How to get all distinct combinations of pairs in C# / LINQ?

Question

I have a Tuple of pairs with the same type e.g.: [1,1][1,2][2,1][2,1]

I need to calculate the distinct combinations: [1,1][1,2]

public void DistinctPairsTest()
{
    IList<Tuple<int, int>> pairs = new List<Tuple<int, int>>();
    pairs.Add(Tuple.Create(1, 1));
    pairs.Add(Tuple.Create(1, 2));
    pairs.Add(Tuple.Create(2, 1));
    pairs.Add(Tuple.Create(2, 1));

    IList<Tuple<int, int>> distinctPairs = GetDistinctPairs(pairs);

    Assert.AreEqual(2, distinctPairs.Count);
}

private IList<Tuple<T, T>> GetDistinctPairs<T>(IList<Tuple<T, T>> pairs)
{
    throw new NotImplementedException();
}

How would you implement the generic GetDistinctPairs(pairs) ?

Solution:

as Heinzi and Dennis_E suggested, I implemented a generic IEqualityComparer. Improvements are welcome :-)

public class CombinationEqualityComparer<T> : IEqualityComparer<Tuple<T, T>>
{
    public bool Equals(Tuple<T, T> x, Tuple<T, T> y)
    {
        bool equals = new HashSet<T>(new[] { x.Item1, x.Item2 }).SetEquals(new[] { y.Item1, y.Item2 });
        return equals;
    }

    public int GetHashCode(Tuple<T, T> obj)
    {
        return obj.Item1.GetHashCode() + obj.Item2.GetHashCode();
    }
}

Answer 1

There is an Enumerable.Distinct overload which allows you to specify an IEqualityComparer.

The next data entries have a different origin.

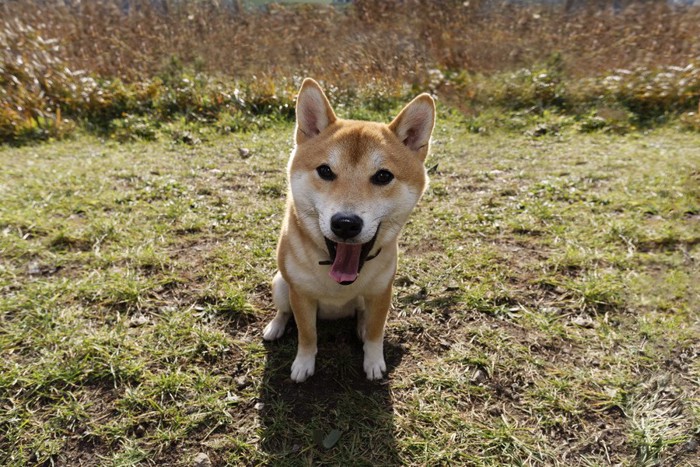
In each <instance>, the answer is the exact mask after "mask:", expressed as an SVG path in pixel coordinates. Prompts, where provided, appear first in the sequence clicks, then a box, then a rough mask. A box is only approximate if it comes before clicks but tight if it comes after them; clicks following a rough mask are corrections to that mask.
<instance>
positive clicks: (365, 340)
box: [363, 287, 391, 379]
mask: <svg viewBox="0 0 700 467" xmlns="http://www.w3.org/2000/svg"><path fill="white" fill-rule="evenodd" d="M365 305H366V309H365V311H364V316H363V319H364V322H365V323H364V324H365V332H364V333H363V334H364V336H363V337H364V338H363V340H364V351H365V361H364V369H365V373H366V374H367V379H381V378H382V375H383V373H384V372H385V371H386V363H385V362H384V325H385V324H386V318H387V315H388V314H389V308H390V307H391V287H389V288H388V289H387V290H386V291H385V292H383V293H382V294H380V295H376V296H367V297H365Z"/></svg>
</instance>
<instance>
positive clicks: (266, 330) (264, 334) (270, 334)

Provide a custom IEqualityComparer<Tuple<T, T>> that considers [1, 2] and [2, 1] to be equal.

The implementation should be trivial and is left as an exercise to the reader. :-)

Answer 2

You could write a class that implements IEqualityComparer<Tuple<int, int>> and use that in a call to Distinct():

pairs.Distinct(new YourComparerClass());